Depending on one's moment in life it can actually be chock full of food. This is a very important look when one has new stepdaughters under the age of seven visiting for the first time, nervous without the comforts of their Mom's refrigerator, and so rush to check out yours.
They need the kind of fullness that when the door is yanked open, apples fall out and roll over to the cat dish, thwaking it so thoroughly the water splashes all over high heaven, and in the process of wiping up, one recovers an emerald earring, a key for the front door of the old house, and a cat hairball so old it has become a Picasso sculpture.

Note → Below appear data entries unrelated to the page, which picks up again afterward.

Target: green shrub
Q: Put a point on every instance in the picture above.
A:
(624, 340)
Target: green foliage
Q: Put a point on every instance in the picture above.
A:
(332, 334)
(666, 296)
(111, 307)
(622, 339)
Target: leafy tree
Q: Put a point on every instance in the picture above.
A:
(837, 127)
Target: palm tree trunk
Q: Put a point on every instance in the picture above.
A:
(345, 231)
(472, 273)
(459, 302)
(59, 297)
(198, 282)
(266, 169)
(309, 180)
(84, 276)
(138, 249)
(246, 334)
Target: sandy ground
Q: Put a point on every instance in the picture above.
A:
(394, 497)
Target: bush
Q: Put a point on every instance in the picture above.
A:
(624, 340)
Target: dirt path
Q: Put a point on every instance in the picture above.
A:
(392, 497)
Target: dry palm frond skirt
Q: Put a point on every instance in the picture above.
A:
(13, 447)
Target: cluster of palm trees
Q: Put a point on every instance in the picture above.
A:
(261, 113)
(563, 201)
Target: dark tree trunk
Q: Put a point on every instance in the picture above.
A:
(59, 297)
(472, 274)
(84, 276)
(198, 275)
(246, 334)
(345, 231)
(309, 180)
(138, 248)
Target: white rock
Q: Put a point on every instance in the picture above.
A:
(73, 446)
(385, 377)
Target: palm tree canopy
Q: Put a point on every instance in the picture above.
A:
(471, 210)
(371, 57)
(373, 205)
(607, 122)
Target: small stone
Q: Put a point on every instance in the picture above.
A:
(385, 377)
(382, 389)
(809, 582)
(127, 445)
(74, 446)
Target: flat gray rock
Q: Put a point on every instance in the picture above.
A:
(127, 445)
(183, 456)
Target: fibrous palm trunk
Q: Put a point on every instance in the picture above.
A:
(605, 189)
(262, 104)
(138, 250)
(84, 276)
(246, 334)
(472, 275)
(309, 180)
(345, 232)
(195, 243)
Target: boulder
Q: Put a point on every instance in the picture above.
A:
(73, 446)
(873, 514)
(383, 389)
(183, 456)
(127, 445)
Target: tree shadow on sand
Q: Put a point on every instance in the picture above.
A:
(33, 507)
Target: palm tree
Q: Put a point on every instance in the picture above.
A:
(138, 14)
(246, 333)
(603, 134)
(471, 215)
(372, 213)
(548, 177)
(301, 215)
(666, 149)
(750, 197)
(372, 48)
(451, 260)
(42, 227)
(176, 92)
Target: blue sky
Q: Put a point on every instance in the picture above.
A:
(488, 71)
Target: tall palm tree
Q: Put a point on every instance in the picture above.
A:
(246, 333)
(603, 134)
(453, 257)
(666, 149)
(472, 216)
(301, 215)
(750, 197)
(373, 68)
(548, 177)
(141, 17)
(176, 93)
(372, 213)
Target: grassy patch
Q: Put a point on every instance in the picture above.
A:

I don't live like that anymore.
Recently I read that, in addition to film and nailpolish, one should store one's perfume in the refrigerator. All the professionals do, the article said.
I warmed to the notion immediately. It was a hot day. I hastened to retrieve my perfume from the humidity of my bathroom drawer marked 'perfumes'. Inside lay a single bottle of perfume--
Brushing aside vague alarm that I was somehow, without my knowledge, now negotiating life with a single (almost empty) bottle of perfume, I carried it down to my refrigerator. I pulled open the door--
And was met by an embarrassingly motley assortment of staples. Given the dearth of items on the shelves, I could see it was also in need of cleaning...especially the vegetable drawer. I was keeping tortillas in the meat drawer, jelly mixed in with the ketchup in the door, and there wasn't an Orange Crush to be had.
I placed the perfume in there anyway. I spent a moment or two trying to redecorate the interior of the refrigerator in such a way my little bottle of Boucheron would feel comfortable. I spoke to it even, assuring it the frosty air would be balm for its soul.
It gazed back at me mutely as perfume bottles are wont to do....
So, just as I had made sure my refrigerator was stuffed that day my stepdaughters peered fearfully into it, I carried my perfume bottle back to its familiar and comfy home in the heat and damp of the bathroom drawer marked, oh so erroneously, 'perfumes'.
I'll leave the storing of perfume in the antiseptic confines of the refrigerator to...everyone else.